AssertionError in Context Parallelism during WanImageToVideoPipeline inference: Tensor size along sharding dimension not divisible by mesh size #12536

@leeguandong

Description

@leeguandong

Hi! @a-r-r-o-w ,I would like to ask you about my error on using Context Parallelism for inference.

Issue Description

Environment

  • Diffusers: 0.36.0.dev0

Problem Description

I'm trying to run image-to-video generation using WanImageToVideoPipeline with model quantization (qfloat8_e4m3fn via Quanto), frozen weights, and Context Parallelism enabled with ulysses_degree=8. The pipeline initializes successfully, but during the first inference step (at 0/20 steps), it raises an AssertionError in the Context Parallel hook:

AssertionError: Tensor size along dimension to be sharded must be divisible by mesh size

This occurs in diffusers/hooks/context_parallel.py during the sharding of hidden_states in the transformer block's forward pass.
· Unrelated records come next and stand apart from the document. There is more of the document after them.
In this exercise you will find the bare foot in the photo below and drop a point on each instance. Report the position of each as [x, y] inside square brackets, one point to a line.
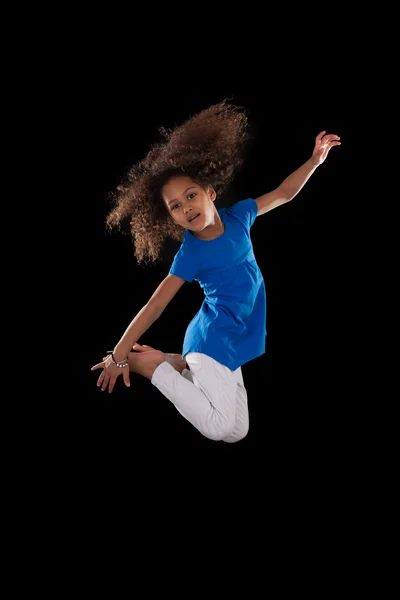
[173, 359]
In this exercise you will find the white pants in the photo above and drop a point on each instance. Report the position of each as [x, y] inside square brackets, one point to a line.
[210, 396]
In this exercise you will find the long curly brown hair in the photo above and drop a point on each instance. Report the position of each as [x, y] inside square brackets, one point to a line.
[207, 148]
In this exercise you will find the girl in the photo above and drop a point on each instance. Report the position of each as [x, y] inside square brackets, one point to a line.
[172, 193]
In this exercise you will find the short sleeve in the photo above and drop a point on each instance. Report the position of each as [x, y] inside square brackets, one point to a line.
[184, 265]
[245, 211]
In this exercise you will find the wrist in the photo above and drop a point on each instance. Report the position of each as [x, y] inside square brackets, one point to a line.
[119, 355]
[313, 162]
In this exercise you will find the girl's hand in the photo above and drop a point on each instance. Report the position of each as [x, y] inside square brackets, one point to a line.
[323, 143]
[110, 373]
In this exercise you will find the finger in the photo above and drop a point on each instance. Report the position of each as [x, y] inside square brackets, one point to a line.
[105, 383]
[98, 366]
[125, 375]
[331, 137]
[112, 383]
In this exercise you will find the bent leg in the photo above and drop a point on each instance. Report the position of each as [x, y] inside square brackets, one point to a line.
[241, 428]
[206, 398]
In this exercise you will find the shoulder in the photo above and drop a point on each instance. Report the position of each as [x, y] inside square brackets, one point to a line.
[244, 210]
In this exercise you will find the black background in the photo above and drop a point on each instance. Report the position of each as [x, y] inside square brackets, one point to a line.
[294, 389]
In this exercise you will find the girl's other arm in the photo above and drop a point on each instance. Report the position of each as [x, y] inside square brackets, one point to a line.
[148, 315]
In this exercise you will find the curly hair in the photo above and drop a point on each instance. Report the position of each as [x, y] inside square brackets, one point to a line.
[207, 148]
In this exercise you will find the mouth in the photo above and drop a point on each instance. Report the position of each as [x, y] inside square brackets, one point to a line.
[194, 218]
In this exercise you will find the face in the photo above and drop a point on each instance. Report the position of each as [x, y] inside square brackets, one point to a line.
[190, 205]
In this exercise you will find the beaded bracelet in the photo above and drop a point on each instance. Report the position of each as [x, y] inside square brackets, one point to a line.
[122, 363]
Expected Behavior: The pipeline should generate the video frames without crashing, distributing computation across GPUs via Context Parallelism.
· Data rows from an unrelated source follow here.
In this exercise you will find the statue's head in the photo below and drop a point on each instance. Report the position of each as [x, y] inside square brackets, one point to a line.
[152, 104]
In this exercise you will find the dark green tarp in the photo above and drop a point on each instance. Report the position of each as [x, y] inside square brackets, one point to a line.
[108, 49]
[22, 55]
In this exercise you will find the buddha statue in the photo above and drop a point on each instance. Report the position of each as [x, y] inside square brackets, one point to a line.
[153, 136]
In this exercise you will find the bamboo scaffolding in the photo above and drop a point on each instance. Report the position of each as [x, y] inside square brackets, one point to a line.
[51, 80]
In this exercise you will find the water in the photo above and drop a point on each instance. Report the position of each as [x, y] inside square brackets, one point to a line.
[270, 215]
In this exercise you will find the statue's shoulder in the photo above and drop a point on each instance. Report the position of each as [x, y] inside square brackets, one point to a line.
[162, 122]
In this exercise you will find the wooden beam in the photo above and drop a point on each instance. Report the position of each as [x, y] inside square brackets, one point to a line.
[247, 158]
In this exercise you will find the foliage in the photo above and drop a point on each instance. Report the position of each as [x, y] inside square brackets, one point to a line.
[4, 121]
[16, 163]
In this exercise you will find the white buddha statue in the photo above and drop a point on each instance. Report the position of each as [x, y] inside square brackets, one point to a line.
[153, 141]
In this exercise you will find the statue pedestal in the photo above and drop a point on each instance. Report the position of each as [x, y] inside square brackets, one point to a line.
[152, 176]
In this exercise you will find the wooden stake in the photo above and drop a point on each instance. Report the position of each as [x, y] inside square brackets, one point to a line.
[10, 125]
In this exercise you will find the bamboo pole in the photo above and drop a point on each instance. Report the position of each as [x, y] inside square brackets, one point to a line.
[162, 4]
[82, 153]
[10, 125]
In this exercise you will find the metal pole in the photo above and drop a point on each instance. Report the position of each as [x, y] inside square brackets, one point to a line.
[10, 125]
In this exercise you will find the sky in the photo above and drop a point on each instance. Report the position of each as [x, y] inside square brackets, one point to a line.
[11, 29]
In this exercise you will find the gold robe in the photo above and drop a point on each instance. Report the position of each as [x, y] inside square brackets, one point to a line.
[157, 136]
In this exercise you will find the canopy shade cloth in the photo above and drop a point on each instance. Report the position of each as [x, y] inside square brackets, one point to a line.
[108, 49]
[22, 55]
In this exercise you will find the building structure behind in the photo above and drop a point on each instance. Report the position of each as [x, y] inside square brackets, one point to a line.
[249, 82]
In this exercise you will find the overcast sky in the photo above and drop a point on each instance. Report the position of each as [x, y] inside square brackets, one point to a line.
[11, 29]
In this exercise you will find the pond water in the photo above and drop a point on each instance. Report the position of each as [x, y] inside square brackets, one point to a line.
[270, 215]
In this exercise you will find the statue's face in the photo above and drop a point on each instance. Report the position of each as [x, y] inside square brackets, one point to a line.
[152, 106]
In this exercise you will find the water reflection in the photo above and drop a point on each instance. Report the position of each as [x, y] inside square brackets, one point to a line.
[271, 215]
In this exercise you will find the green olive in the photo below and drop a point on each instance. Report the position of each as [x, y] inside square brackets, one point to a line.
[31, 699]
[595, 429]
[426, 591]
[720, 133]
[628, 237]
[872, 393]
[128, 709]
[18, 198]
Actual Behavior: Crashes immediately at the start of denoising loop.

Minimal Reproducible Code

Here's the full script that's failing (run with torchrun --nproc_per_node=8 test.py or similar for 8 GPUs):

import torch
import os
from PIL import Image
from diffusers import (
    AutoencoderKLWan, WanPipeline, WanTransformer3DModel, ContextParallelConfig,
    WanImageToVideoPipeline
)
from diffusers.utils import export_to_video
from diffusers.schedulers.scheduling_unipc_multistep import UniPCMultistepScheduler
from optimum.quanto import freeze, qfloat8_e4m3fn, quantize
from transformers import AutoTokenizer, UMT5EncoderModel, CLIPVisionModel

torch.distributed.init_process_group("nccl")
rank = torch.distributed.get_rank()
device = torch.device("cuda", rank % torch.cuda.device_count())
torch.cuda.set_device(device)
dtype = torch.bfloat16

model_id = '/share/models/checkpoints/Wan-AI/Wan2___1-I2V-14B-720P-Diffusers'

transformer = WanTransformer3DModel.from_pretrained(
    model_id, subfolder="transformer", torch_dtype=torch.bfloat16
)
text_encoder = UMT5EncoderModel.from_pretrained(
    model_id, subfolder="text_encoder", torch_dtype=dtype
)

# Quantize text_encoder
quantize(text_encoder, weights=qfloat8_e4m3fn)
freeze(text_encoder)

# Quantize transformer
quantize(transformer, weights=qfloat8_e4m3fn)
freeze(transformer)

pipe = WanImageToVideoPipeline.from_pretrained(
    model_id,
    transformer=transformer,
    text_encoder=text_encoder,
    torch_dtype=dtype
)

flow_shift = 5.0  # 5.0 for 720P, 3.0 for 480P
pipe.scheduler = UniPCMultistepScheduler.from_config(
    pipe.scheduler.config, flow_shift=flow_shift
)
pipe.to("cuda")

transformer.set_attention_backend("_native_cudnn")
pipe.transformer.enable_parallelism(
    config=ContextParallelConfig(ulysses_degree=8)
)

image = Image.open("/share/common/AIPhoto/3.jpeg").resize((832, 480))
# .resize((800,1280))

prompt = (
    "现代都市风格摄影,一位身穿白色印花T恤和黑色短裤的年轻男子坐在透明玻璃楼梯上,"
    "脚穿黑白帆布鞋,姿态随性自然。他的皮肤白皙,身材匀称,双腿微微分开,"
    "手肘搭在膝盖上,背景是高耸的玻璃幕墙和现代化建筑,透过玻璃可见城市的高楼轮廓。"
    "在固定镜头下,他缓慢抬起双手【双手比心】,动作轻松流畅,整个画面充满现代感与都市气息。"
    "慢动作展现细腻的动态细节。"
)

negative_prompt = (
    "Bright tones, overexposed, static, blurred details, subtitles, style, works, paintings, images, "
    "static, overall gray, worst quality, low quality, JPEG compression residue, ugly, incomplete, "
    "extra fingers, poorly drawn hands, poorly drawn faces, deformed, disfigured, misshapen limbs, "
    "fused fingers, still picture, messy background, three legs, many people in the background, "
    "walking backwards"
)

# Must specify generator so all ranks start with same latents (or pass your own)
generator = torch.Generator().manual_seed(42)

output = pipe(
    image=image,
    prompt=prompt,
    negative_prompt=negative_prompt,
    height=480,
    width=832,
    num_frames=81,
    guidance_scale=5.0,
    num_inference_steps=20,
    generator=generator,
).frames[0]

if rank == 0:
    export_to_video(output, "output.mp4", fps=16)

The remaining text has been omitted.